Crews are replacing nearly 5,000 high pressure sodium (HPS) luminaire on City streetlights with a new light emitting diode (LED) fixture. The new LED lights reduce energy consumption by about 69% and also cut greenhouse gas emissions because they require less energy.
The program is also proving to be cost-effective. The City is saving about $10,000 per month in electricity and maintenance, according to Patrick Cox, Eugene Civil Engineer and project manager. The new LED fixtures are expected to last 20 years, considerably longer than the HPS bulbs they’re replacing. Over the next 20 years, it’s projected the City will save $2.3 million in electricity and $1 million on maintenance when compared to the previous fixtures.
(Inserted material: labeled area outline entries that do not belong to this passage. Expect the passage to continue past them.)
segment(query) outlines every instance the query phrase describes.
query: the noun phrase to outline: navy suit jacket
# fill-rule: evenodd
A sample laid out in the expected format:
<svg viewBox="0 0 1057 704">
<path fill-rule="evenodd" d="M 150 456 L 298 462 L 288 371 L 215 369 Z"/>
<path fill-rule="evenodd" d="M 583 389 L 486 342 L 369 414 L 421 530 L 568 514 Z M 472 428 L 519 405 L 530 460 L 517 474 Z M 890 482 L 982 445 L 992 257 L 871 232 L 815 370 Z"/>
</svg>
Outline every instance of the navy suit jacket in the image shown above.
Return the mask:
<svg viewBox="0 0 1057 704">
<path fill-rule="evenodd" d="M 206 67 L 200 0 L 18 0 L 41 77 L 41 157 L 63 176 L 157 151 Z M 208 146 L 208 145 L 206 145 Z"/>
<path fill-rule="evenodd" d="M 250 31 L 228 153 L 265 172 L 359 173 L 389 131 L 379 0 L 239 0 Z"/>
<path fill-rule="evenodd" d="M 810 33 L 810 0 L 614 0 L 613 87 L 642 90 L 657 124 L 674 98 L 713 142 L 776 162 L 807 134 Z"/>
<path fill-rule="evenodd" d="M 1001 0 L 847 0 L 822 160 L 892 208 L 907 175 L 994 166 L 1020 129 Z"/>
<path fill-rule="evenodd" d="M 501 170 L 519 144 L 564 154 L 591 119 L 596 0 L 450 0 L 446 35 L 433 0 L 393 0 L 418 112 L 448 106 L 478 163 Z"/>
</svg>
While the new streetlights may appear brighter, they’re producing less light than their predecessors. The light output from the LEDs, measured in lumens, is less than half what the HPS bulbs produced.
The City-wide installation of the new LED lights is estimated to be 80% complete. The project is expected to be finished by early-April.
The project cost an estimated $1.5 million, however the City will receive more than $660,000 in rebates and tax credits.
There are more than 10,000 streetlights inside the City.